Incident on 2020-08-07 - Master node provisioning failure
Key events
- First detected 2020-08-07 15:51
- Repaired 2020-08-07 16:29
- Incident declared 2020-08-07 16:39
- Resolved 2020-08-14 10:06
Time to repair: 0h 38m
Time to resolve: 33h 15m (during support hours 10:00-17:00 M-F)

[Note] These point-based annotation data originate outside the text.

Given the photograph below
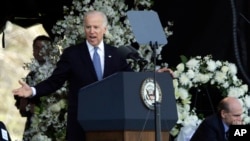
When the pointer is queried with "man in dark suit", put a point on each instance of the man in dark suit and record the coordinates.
(40, 43)
(76, 67)
(215, 127)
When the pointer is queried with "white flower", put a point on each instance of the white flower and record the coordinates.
(200, 71)
(211, 66)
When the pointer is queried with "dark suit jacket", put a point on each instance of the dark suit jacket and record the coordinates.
(211, 129)
(5, 134)
(76, 67)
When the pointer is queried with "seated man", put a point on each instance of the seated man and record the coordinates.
(216, 126)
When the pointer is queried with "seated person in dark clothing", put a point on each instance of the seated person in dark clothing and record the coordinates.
(26, 105)
(216, 126)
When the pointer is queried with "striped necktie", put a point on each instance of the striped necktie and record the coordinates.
(97, 64)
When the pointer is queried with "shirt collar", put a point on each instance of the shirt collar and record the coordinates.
(101, 46)
(226, 127)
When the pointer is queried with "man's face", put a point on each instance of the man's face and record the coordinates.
(94, 29)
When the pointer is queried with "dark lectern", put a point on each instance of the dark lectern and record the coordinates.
(113, 109)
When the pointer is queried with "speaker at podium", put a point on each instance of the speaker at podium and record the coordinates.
(120, 107)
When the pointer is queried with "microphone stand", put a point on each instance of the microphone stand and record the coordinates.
(157, 103)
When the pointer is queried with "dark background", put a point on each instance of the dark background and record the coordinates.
(201, 27)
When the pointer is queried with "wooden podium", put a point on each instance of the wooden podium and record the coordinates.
(113, 109)
(124, 136)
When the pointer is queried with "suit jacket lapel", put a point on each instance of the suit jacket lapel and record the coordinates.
(107, 59)
(87, 61)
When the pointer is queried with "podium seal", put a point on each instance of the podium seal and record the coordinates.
(147, 93)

Identified: Routine replacement of a master node failed because AWS did not have any c4.4xlarge instances available in the relevant availability zone.
Impact:
- Increased risk because the cluster was running on 2 out of 3 master nodes, for a brief period
Context:
- Lack of availability of a given instance type is not a failure mode for which we have planned
- In theory, if a problem occurs which eventually kills each master node in turn, and if instances of the right type are not available in at least 2 availability zones, this could bring down the whole cluster.
- Timeline : https://docs.google.com/document/d/1SOAOeL-89cuK-_fJbtgYcArInWQY7UXiIDY7wN5gjuA/edit# ttps://docs.google.com/document/d/1kxKwC1B_pnlPbysS0zotbXMKyZcUDmDtnGbEyIHGvgQ/edit#heading=h.z3py6eydx4qu)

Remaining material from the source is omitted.